Naperville updates code of conduct to include board, commission members

  • The Naperville City Council approved an update to the city's code of conduct to include board and commission members.

      The Naperville City Council approved an update to the city's code of conduct to include board and commission members. Kevin Schmit | Staff Photographer

 
 
Updated 7/5/2022 4:39 PM

After Mayor Steve Chirico called for an update to Naperville's code of conduct, the city council approved a revised set of standards that not only apply to the mayor and council members, but also board and commission members.

The update comes in the wake of recent appointments Chirico considered for the library board and the Special Events and Cultural Amenities Commission.
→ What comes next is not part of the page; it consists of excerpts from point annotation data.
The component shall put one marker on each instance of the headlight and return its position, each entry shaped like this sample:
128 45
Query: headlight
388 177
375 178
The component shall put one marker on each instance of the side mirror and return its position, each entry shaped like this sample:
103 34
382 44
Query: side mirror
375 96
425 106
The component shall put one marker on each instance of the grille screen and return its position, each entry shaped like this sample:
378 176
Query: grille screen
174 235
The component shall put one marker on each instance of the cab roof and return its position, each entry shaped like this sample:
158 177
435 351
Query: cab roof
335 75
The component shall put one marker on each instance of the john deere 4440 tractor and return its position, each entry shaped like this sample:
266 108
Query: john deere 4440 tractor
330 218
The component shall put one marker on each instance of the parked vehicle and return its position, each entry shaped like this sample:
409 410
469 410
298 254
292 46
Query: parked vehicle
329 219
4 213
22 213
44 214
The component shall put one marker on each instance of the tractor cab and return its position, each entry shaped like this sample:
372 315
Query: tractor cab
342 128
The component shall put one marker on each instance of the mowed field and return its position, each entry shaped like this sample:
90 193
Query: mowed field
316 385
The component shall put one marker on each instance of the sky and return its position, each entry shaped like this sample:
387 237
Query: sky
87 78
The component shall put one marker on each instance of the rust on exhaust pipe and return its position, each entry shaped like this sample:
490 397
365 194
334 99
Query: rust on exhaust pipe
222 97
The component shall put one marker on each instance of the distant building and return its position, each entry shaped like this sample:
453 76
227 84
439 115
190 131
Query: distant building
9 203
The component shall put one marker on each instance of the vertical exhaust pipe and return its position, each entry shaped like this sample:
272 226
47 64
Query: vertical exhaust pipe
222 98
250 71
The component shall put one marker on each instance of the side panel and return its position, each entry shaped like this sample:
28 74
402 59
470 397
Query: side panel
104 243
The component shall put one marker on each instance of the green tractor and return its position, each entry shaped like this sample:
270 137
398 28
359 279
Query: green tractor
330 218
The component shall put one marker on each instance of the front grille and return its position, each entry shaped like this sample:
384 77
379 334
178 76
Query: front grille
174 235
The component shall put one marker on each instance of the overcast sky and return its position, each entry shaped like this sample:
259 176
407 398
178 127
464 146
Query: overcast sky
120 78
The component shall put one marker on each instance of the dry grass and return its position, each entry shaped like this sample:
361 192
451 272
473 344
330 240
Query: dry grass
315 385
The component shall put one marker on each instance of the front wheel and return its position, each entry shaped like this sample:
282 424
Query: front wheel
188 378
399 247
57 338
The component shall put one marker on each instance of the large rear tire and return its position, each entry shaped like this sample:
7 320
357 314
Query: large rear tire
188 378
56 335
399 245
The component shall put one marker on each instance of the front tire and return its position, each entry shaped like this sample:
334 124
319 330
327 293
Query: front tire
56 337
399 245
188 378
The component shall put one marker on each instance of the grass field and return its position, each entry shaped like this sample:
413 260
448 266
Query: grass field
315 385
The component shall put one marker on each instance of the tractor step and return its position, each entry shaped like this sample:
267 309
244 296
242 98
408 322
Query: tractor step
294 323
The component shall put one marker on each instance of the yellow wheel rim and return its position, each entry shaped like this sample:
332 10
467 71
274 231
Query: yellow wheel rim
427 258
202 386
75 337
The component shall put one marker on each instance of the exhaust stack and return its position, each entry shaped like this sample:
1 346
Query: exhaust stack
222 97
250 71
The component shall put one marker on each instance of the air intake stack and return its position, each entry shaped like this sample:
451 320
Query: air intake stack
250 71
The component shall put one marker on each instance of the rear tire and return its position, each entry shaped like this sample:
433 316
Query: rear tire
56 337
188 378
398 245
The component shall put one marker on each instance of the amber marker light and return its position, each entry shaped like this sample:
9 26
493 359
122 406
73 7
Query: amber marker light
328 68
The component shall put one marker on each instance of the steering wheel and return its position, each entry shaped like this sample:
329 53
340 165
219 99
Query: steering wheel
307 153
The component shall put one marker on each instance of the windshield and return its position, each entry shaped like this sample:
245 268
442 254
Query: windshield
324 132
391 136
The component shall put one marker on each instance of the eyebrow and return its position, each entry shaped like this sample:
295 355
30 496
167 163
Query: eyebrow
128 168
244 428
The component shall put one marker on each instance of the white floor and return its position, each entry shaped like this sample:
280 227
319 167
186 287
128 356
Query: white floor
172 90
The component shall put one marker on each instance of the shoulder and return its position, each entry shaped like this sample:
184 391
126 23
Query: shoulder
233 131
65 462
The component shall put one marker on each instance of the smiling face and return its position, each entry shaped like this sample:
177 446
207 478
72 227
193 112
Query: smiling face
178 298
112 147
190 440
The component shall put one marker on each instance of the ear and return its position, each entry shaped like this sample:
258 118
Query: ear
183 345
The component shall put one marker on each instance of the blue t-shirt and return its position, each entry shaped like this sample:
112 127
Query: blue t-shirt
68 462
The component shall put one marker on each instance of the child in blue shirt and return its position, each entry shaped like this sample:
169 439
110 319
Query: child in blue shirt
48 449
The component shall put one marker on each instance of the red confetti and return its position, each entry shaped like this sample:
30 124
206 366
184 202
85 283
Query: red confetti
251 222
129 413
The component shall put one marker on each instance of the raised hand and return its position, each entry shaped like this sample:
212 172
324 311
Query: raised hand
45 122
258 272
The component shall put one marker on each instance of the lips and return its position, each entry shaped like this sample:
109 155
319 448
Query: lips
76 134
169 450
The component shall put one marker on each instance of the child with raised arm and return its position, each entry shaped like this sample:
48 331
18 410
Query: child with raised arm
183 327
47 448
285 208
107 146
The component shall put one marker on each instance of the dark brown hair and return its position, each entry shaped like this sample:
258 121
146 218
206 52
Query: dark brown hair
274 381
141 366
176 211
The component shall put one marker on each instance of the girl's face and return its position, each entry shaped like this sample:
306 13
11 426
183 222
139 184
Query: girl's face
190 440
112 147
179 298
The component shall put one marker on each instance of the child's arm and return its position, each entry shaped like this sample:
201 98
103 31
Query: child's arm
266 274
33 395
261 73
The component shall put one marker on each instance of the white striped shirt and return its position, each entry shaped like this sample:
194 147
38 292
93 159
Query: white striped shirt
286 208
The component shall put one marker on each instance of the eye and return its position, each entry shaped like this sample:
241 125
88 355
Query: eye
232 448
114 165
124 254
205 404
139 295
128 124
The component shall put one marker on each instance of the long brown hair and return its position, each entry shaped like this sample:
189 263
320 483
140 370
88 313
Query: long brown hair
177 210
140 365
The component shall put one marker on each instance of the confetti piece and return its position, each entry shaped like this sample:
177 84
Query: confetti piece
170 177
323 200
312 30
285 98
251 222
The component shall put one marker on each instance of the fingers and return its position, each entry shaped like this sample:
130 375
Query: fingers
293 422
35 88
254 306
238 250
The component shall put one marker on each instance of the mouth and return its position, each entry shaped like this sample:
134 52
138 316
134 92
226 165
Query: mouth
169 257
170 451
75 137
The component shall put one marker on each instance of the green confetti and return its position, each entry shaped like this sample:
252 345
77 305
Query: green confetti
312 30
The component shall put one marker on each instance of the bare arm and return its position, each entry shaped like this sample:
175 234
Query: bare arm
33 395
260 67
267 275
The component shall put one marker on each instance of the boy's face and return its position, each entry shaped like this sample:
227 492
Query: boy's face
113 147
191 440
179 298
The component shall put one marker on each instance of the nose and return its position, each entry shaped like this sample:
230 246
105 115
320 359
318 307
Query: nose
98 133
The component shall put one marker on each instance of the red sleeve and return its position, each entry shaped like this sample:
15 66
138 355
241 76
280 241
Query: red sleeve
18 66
Former Councilman Kevin Coyne was approved for the library board, but Chirico decided against nominating former Indian Prairie Unit District 204 school board candidate Shannon Adcock for the events commission based on feedback he received from council members.

 

Community members protested the possible nominations based on social media posts they believed went against the city's message of promoting diversity, equity and inclusion. The divisiveness over the potential nominations played out on social media and during public comments at city council meetings, prompting Chirico to request an update to the code.

"We adopted the state's code of conduct, which really isn't modernized by the things we're dealing with today," Chirico said.

Board and commission members will fall under several of the same guidelines that apply to the city council, including compliance with workplace safety and harassment policies. Among the new guidelines is a recommendation for social media postings to "model the same decorum displayed during city council meetings."

"We're part of a group of benchmark communities, about 30 communities across the country, and we used them as a baseline," said Deputy City Manager Marcie Schatz. "Anything we saw consistently that we didn't have, we elevated to the top."

While the new guidelines do not outline punishments or causes for removal, City Attorney Michael DiSanto said the city council retains the ability to take action.

"This is more of a guidance document rather than a punitive document," DiSanto said. "There is an allowance for removal, which is within the purview of the city council, but this is more of sharing best practices."